Cluster operations

Stackable operators offer different cluster operations to control the reconciliation process. This is useful when updating operators, debugging or testing of new settings:

  • reconciliationPaused - Stop the operator from reconciling the cluster spec. The status will still be updated.

  • stopped - Stop all running Pods but keep updating all deployed resources like ConfigMaps, Services and the cluster status.

If not specified, clusterOperation.reconciliationPaused and clusterOperation.stopped default to false.

When clusterOperation.reconciliationPaused is set to true, operators will ignore reconciliation events (creations, updates, deletions).

Furthermore, if you create a stacklet where clusterOperation.reconciliationPaused is set to true, no resources will be created.

When setting clusterOperation.reconciliationPaused and clusterOperation.stopped to true in the same step, clusterOperation.reconciliationPaused will take precedence.

This means the cluster will stop reconciling immediately and the stopped field is ignored.

To avoid this, the cluster should first be stopped and then paused.

Example

---
apiVersion: mycluster.stackable.tech/v1alpha1
kind: MyCluster
metadata:
  name: my-cluster
spec:
  clusterOperation:
    reconciliationPaused: false (1)
    stopped: false (2)
1 The clusterOperation.reconciliationPaused flag set to true stops the operator from reconciling any changes to the cluster spec. The cluster status is still updated.
2 The clusterOperation.stopped flag set to true stops all pods in the cluster. This is done by setting all deployed StatefulSet replicas to 0.

Example usage (updating operator without downtime)

One example usage of the reconciliationPaused feature is to update your operator without all deployed stacklets restarting simultaneously due to the changes the new operator version will apply.

  1. Disable reconciliation for e.g. ZookeeperCluster

    Execute the following command for every stacklet that should not be restarted by the operator update:

    $ kubectl patch zookeepercluster/simple-zk --patch '{"spec": {"clusterOperation": {"reconciliationPaused": true}}}' --type=merge
  2. Update operator

    $ stackablectl operator uninstall zookeeper
    $ # Replace CRD with new version, e.g. kubectl replace -f https://raw.githubusercontent.com/stackabletech/zookeeper-operator/24.7.0/deploy/helm/zookeeper-operator/crds/crds.yaml
    $ stackablectl operator install zookeeper=24.7.0 # choose your version
  3. No Zookeeper Pods have been restarted, they are still using the old image.

  4. Enable reconciliation again

    You can do this step by step for every stacklet you have, so that they will not restart simultaneously

    $ kubectl patch zookeepercluster/simple-zk --patch '{"spec": {"clusterOperation": {"reconciliationPaused": false}}}' --type=merge
  5. Zookeeper Pods will restart and pull in the new image

Service restarts

Manual restarts

Sometimes it is necessary to restart services deployed in Kubernetes.
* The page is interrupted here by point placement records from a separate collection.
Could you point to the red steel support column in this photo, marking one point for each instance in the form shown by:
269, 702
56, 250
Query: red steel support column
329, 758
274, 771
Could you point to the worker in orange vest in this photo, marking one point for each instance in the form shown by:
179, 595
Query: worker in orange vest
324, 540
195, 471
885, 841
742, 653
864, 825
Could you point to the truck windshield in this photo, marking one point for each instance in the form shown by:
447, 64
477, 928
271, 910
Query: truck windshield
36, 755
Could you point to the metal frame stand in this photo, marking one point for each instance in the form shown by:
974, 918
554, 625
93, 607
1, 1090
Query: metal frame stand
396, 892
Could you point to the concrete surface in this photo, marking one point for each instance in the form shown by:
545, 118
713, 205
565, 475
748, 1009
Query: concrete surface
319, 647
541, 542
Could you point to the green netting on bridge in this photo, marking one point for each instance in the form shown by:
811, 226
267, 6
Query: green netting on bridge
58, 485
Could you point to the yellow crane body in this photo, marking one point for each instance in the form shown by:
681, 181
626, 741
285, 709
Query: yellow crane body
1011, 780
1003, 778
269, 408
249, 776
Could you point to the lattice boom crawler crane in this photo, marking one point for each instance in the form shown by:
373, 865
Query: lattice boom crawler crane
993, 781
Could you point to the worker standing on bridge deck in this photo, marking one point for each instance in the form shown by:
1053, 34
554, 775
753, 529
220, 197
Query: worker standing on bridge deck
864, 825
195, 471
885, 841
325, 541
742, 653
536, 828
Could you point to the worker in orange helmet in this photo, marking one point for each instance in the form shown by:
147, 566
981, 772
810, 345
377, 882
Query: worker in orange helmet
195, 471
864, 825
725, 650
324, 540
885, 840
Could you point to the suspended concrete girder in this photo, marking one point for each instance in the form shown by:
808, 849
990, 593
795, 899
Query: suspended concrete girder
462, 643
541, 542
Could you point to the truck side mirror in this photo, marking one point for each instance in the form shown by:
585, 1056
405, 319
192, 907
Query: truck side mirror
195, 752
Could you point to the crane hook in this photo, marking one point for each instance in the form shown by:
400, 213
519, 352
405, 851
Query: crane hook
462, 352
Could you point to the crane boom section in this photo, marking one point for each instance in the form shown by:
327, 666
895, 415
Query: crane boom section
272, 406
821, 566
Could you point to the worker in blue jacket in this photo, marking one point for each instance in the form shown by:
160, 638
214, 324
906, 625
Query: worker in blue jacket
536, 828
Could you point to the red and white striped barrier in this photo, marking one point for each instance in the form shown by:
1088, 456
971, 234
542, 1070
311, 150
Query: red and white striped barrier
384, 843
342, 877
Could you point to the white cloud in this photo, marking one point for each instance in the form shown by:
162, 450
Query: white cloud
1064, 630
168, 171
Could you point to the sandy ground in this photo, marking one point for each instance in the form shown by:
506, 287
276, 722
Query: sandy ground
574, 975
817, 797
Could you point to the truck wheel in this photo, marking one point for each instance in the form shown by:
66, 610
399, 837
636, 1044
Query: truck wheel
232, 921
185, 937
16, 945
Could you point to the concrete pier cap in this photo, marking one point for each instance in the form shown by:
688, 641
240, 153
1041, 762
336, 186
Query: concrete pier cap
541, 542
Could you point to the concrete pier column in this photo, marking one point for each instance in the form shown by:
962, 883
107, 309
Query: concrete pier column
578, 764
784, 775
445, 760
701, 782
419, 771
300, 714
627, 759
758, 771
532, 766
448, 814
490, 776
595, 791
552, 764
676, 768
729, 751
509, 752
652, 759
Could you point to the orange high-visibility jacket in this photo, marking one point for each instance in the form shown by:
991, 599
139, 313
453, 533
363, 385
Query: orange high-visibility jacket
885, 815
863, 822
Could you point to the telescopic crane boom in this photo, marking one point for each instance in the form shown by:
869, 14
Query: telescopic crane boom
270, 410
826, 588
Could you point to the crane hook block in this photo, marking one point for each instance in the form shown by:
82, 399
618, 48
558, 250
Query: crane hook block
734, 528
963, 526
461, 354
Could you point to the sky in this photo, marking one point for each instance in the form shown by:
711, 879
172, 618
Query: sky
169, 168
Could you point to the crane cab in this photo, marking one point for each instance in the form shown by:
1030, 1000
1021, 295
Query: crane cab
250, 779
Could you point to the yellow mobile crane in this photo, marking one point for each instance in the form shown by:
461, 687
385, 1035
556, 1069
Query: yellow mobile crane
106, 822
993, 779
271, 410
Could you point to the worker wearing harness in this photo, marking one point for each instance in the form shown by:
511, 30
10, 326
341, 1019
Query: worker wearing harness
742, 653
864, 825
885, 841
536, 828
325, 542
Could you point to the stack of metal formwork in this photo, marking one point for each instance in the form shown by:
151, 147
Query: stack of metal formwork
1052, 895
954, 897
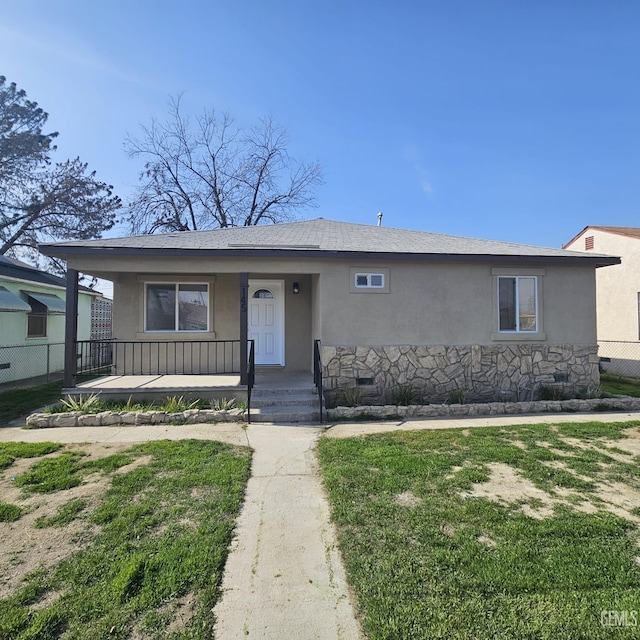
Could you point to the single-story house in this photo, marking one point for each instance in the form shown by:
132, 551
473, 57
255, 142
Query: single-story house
617, 294
32, 320
380, 307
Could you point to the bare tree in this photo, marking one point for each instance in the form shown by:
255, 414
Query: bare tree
40, 201
213, 174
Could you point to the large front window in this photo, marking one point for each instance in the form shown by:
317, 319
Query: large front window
177, 307
517, 303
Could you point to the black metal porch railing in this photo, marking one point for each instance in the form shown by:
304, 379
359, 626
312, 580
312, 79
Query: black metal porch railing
158, 357
251, 376
317, 373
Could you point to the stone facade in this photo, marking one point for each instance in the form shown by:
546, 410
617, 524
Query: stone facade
394, 412
477, 372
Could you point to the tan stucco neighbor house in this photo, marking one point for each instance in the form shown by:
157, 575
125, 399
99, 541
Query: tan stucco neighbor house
384, 307
32, 320
617, 293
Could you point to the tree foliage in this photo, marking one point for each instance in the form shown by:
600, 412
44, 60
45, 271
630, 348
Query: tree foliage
41, 201
209, 173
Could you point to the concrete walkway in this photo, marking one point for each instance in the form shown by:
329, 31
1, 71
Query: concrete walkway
284, 576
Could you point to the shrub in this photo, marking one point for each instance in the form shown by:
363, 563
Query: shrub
350, 396
223, 404
174, 404
551, 392
457, 396
405, 395
86, 404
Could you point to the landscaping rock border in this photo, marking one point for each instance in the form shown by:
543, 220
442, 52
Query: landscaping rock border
113, 418
376, 412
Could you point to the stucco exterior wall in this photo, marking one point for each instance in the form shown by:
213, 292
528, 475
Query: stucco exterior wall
477, 372
424, 304
224, 311
451, 304
617, 286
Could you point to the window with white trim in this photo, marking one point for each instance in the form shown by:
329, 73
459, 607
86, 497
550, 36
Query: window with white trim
369, 281
176, 307
518, 304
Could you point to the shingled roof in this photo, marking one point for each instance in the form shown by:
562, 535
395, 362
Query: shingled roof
314, 237
631, 232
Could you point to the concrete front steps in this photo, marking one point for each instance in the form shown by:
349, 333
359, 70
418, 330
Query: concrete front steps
280, 404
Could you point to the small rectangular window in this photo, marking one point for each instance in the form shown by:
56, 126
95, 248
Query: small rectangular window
517, 304
369, 280
37, 320
36, 325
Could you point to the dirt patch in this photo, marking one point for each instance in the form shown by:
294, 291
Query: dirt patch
506, 486
25, 548
407, 499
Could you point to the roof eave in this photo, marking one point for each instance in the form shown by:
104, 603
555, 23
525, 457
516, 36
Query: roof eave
66, 252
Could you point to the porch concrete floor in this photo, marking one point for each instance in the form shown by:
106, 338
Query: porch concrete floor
265, 378
156, 382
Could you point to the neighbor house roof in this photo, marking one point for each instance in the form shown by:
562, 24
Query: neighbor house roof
319, 237
631, 232
12, 269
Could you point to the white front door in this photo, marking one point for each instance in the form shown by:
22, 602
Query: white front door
266, 320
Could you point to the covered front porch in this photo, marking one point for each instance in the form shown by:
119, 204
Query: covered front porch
273, 394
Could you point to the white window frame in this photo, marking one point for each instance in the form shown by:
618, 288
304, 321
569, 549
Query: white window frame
504, 335
368, 275
517, 304
176, 325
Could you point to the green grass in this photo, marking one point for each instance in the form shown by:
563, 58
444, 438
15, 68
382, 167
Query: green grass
423, 570
618, 385
163, 531
9, 512
19, 402
9, 451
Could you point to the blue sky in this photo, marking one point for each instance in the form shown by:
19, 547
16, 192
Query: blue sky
508, 120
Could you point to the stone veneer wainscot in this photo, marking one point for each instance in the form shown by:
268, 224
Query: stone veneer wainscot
484, 372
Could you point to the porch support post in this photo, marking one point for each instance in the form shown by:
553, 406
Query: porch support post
71, 329
244, 326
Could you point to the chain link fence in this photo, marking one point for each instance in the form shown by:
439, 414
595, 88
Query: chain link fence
621, 358
26, 361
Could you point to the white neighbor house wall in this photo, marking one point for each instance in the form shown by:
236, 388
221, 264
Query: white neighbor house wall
617, 286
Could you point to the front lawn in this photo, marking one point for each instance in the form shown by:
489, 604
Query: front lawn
515, 532
20, 401
108, 541
619, 385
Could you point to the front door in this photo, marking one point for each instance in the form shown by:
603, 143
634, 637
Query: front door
266, 320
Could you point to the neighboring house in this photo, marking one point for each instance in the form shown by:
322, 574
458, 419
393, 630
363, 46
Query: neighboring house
617, 293
101, 310
32, 320
390, 307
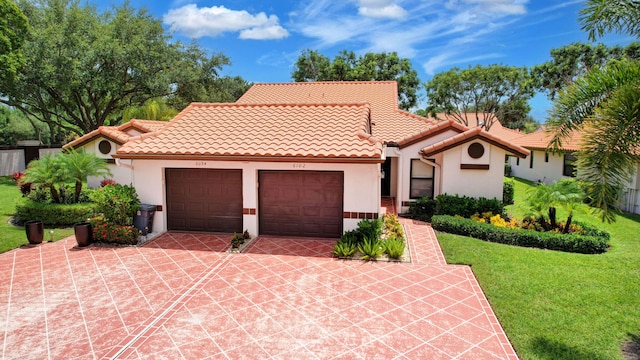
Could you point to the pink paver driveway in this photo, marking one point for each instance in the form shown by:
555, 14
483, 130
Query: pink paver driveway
182, 296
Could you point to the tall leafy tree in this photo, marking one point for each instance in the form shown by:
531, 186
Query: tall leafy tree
14, 29
83, 68
346, 66
573, 61
605, 104
481, 92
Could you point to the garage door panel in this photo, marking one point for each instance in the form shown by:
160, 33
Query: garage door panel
204, 200
301, 203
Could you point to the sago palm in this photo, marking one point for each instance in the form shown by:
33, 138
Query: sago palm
80, 165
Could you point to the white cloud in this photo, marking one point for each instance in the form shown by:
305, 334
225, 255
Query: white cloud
212, 21
381, 9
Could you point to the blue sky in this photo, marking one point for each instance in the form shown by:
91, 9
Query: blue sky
263, 39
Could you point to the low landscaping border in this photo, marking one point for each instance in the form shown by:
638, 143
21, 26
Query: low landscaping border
583, 244
54, 214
A service restart should induce as little disruption as possible, ideally none.

Most operators create StatefulSet objects for the products they manage and Kubernetes offers a rollout mechanism to restart them. You can use kubectl rollout restart statefulset to restart a StatefulSet previously created by an operator.

To illustrate how to use the command line to restart one or more Pods, we will assume you used the Stackable HDFS Operator to deploy an HDFS Stacklet called dumbo.

This Stacklet will consist, among other things, of three StatefulSets created for each HDFS role: namenode, datanode and journalnode. Let’s list them:

$ kubectl get statefulset -l app.kubernetes.io/instance=dumbo
NAME                        READY   AGE
dumbo-datanode-default      2/2     4m41s
dumbo-journalnode-default   1/1     4m41s
dumbo-namenode-default      2/2     4m41s

To restart the HDFS DataNode Pods, run:

$ kubectl rollout restart statefulset dumbo-datanode-default
statefulset.apps/dumbo-datanode-default restarted

Sometimes you want to restart all Pods of a stacklet and not just individual roles. This can be achieved in a similar manner by using labels instead of StatefulSet names. Continuing with the example above, to restart all HDFS Pods you would have to run:

$ kubectl rollout restart statefulset --selector app.kubernetes.io/instance=dumbo

To wait for all Pods to be running again:

$ kubectl rollout status statefulset --selector app.kubernetes.io/instance=dumbo

Here we used the label app.kubernetes.io/instance=dumbo to select all Pods that belong to a specific HDFS Stacklet. This label is created by the operator and dumbo is the name of the HDFS Stacklet as specified in the custom resource. You can add more labels to make finer grained restarts.

Automatic restarts

The Commons Operator of the Stackable Platform may restart Pods automatically, for purposes such as ensuring that TLS certificates are up-to-date. For details, see Temporary credentials lifetime as well as the Commons Operator documentation.